Macerata, gettò la moglie nel cassonetto. Lei: “Mi riprendo la mia vita”

Pubblicato il 25 Febbraio 2011 - 20:21 OLTRE 6 MESI FA

MACERATA – ”Sono quella del cassonetto, ma sono anche un’altra Francesca…e devo continuare a vivere”. Il giorno dopo l’arresto dell’ex marito Bruno Carletti, l’ex direttore del Teatro Lauro Rossi di Macerata, condannato in via definitiva a 9 anni e 4 mesi di reclusione per aver tentato di strangolarla per poi gettarla, agonizzante, in un cassonetto della spazzatura dentro un portabiti teatrale, Francesca Baleani è pronta a incontrare i giornalisti, ma solo per ”rispetto del loro lavoro”.

E’ una donna minuta, elegante, lo sguardo sorvegliato di chi non vuole nascondere ma nemmeno esibire il dramma che ha attraversato, è, di fatto, una sopravvissuta, diversa rispetto al ‘prima’. Una vittima della violenza sulle donne che ora, in qualche modo, può cominciare a guardare avanti.

Assistita dal suo legale, l’avvocato Paolo Cardinali, ripercorre la terribile esperienza vissuta il 4 luglio del 2006 ma si capisce che esporsi, di nuovo, alla curiosità dei media, le pesa. ”Non avrei voluto fare questa conferenza stampa – comincia – perché sono stanca, non voglio più sentir parlare di lui…lo faccio perché rispetto il vostro lavoro”.

A chi le chiede se la condanna di Carletti l’abbia soddisfatta risponde: ”La parola soddisfazione la lascio agli avvocati. Io sono portatrice di emozioni e di sentimenti: in questo caso non ci sono vincitori né  vinti. Sono in ballo le vite di due persone.

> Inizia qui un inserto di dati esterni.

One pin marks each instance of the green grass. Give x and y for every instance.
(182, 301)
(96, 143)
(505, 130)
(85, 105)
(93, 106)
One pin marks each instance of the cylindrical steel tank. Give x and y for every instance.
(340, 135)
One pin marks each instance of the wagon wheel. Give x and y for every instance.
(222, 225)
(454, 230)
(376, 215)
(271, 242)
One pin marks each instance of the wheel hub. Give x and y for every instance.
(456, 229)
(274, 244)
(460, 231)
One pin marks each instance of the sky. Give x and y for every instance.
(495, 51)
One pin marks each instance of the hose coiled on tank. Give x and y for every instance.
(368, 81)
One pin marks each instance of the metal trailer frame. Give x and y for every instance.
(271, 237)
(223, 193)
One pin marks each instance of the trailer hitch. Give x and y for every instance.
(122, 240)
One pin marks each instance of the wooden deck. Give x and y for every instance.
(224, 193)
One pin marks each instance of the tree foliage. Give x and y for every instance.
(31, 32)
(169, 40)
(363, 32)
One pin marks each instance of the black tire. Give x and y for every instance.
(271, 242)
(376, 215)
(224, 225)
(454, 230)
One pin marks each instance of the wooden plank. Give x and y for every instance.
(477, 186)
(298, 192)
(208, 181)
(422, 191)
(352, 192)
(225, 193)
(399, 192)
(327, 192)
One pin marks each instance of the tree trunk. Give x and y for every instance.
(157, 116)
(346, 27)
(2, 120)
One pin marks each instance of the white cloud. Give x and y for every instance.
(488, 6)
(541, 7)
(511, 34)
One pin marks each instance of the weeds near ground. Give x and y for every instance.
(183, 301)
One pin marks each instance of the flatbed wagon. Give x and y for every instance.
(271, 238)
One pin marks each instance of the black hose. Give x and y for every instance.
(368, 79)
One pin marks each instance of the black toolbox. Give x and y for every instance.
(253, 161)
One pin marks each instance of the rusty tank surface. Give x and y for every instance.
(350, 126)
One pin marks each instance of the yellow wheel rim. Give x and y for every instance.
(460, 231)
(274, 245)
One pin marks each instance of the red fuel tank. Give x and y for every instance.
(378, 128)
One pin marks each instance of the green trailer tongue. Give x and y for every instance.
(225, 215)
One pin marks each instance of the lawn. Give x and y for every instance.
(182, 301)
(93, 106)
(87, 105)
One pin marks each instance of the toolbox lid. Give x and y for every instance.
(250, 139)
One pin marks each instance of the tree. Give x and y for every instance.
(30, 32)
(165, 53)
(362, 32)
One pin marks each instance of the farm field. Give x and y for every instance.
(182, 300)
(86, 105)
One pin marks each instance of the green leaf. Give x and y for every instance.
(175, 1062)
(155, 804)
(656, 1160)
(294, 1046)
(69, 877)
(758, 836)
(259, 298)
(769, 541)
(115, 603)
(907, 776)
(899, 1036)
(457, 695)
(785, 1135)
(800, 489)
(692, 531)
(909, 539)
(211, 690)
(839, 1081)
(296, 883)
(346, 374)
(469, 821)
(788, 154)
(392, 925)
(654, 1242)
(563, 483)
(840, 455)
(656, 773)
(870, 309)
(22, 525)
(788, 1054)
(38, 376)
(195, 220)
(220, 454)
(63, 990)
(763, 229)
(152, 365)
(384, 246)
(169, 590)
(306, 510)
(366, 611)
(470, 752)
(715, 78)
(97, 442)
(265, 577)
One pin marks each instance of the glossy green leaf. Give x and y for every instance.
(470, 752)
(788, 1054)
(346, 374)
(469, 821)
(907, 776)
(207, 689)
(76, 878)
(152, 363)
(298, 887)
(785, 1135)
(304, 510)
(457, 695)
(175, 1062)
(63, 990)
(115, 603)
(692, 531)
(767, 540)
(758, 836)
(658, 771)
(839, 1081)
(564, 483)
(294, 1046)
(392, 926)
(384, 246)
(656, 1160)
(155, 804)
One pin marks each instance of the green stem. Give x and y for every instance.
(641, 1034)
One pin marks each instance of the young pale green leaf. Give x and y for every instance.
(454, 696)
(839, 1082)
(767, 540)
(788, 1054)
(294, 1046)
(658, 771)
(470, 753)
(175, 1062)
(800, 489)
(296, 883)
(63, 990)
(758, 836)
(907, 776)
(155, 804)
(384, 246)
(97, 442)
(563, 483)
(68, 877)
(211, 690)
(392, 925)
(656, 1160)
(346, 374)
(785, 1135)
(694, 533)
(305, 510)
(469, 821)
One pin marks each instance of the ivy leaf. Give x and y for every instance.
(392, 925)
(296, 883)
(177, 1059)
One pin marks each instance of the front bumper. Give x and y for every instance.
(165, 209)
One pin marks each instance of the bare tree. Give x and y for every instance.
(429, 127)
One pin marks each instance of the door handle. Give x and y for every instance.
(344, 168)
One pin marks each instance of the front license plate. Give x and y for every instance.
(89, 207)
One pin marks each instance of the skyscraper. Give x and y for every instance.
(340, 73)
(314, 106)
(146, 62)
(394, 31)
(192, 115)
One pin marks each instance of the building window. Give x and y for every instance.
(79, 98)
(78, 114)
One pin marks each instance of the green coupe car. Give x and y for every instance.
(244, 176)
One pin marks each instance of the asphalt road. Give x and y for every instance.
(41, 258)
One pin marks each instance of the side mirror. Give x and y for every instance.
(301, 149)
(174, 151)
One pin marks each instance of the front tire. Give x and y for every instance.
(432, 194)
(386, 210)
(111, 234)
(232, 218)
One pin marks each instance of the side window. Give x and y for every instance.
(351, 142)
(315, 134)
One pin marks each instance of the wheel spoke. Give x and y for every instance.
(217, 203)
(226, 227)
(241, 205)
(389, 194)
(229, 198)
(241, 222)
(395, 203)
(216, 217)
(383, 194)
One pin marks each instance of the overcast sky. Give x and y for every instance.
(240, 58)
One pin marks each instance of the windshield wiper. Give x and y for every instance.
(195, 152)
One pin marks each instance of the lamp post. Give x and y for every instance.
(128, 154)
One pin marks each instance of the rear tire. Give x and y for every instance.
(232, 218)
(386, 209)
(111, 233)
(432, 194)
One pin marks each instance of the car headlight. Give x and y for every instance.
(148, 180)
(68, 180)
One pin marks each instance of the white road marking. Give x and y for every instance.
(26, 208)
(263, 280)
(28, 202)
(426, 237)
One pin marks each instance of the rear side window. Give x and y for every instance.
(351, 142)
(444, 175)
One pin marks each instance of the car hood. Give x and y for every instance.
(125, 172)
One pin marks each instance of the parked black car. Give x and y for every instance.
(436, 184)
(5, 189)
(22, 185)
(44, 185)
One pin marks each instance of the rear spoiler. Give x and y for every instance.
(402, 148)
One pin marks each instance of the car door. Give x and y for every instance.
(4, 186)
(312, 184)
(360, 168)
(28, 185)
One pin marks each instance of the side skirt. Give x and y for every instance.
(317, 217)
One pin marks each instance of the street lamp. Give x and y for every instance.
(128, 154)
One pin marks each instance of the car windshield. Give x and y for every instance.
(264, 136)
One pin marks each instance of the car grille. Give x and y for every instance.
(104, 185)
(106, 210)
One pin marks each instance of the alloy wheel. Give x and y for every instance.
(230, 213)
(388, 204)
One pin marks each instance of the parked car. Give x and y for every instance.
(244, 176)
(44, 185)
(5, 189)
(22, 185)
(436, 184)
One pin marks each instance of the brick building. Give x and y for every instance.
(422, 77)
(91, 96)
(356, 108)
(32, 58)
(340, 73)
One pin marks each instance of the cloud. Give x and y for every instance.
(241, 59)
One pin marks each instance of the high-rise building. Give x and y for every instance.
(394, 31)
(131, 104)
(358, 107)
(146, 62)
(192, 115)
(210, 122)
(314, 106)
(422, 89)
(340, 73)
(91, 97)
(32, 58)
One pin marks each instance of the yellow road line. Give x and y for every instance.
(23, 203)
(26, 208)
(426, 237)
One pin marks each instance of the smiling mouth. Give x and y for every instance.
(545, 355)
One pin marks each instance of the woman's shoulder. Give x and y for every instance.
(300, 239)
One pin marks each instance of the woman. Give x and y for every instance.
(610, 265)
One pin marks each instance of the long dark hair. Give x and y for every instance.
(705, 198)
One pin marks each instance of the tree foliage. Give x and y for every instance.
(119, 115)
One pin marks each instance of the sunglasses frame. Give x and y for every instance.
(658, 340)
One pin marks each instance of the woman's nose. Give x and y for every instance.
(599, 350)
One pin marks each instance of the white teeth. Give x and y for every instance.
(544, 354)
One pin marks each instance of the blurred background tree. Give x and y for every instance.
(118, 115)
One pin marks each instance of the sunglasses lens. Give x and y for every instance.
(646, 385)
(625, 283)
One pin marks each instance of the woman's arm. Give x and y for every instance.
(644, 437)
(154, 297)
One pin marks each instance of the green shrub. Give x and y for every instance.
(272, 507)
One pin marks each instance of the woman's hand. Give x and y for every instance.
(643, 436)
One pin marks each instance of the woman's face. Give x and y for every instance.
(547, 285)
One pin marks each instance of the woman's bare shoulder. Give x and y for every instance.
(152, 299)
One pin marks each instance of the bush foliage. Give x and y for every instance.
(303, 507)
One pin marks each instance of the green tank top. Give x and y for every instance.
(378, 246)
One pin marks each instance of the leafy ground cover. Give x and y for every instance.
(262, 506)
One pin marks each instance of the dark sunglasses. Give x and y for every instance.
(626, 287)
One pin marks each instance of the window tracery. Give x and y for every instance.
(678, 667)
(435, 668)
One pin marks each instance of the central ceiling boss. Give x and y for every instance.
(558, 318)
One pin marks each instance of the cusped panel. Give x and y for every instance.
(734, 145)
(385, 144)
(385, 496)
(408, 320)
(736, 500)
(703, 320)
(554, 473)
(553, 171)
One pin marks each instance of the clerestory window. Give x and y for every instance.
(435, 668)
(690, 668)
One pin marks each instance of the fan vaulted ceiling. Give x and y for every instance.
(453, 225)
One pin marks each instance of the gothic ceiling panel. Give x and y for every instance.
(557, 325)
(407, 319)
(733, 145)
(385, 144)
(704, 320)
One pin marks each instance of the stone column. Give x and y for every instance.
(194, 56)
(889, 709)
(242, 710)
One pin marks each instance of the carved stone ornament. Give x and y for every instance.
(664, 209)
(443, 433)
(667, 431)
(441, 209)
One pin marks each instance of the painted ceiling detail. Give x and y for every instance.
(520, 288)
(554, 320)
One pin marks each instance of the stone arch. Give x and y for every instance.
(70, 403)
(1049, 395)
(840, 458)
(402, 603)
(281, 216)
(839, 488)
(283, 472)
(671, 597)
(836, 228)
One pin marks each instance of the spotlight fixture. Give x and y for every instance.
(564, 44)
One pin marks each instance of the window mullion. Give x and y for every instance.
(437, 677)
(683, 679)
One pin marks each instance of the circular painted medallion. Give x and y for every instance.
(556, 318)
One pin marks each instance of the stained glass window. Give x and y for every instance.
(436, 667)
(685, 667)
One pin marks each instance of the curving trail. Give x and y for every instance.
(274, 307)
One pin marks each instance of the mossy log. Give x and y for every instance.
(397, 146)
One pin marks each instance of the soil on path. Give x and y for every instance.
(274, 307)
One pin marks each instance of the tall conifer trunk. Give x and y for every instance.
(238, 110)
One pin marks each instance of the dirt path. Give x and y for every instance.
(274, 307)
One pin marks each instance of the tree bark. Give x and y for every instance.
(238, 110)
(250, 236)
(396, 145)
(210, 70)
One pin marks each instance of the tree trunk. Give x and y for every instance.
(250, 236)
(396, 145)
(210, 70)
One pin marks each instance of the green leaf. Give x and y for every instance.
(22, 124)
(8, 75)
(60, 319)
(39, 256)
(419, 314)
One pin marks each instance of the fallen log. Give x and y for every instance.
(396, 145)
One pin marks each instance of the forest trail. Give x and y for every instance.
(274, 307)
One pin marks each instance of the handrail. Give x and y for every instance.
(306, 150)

Non ho mai nutrito sentimenti di rivalsa o di vendetta”.

”Il computo degli anni di pena inflitti non posso farlo. Non vi dirò mai se sono pochi o sono troppi. Il segnale per me era solo questo: che la sentenza venisse applicata. Per me il processo e’ finito. Mi da’ tranquillita’ sapere di non incontrarlo piu’. Ma questo mi sarebbe stato piu’ utile cinque anni fa”. Quando l’uxoricida mancato venne affidato ad una struttura di cura ma con libertà di movimento.

Sulla sua vita di oggi, Francesca racconta poco: ”Vivo. Non frequento molto Macerata. Vengo in citta’ solo per lavoro. Torno a casa, prendo la macchina e vado fuori. Frequento altri ambienti”. Quando ha appreso dell’arresto del suo ex marito cosa ha pensato? ”Ho pensato che sono trascorsi cinque anni scanditi da udienze, incontri con l’avvocato e sedute riabilitative. Ora tutto questo è finito. E’ come quando una fase si chiude”.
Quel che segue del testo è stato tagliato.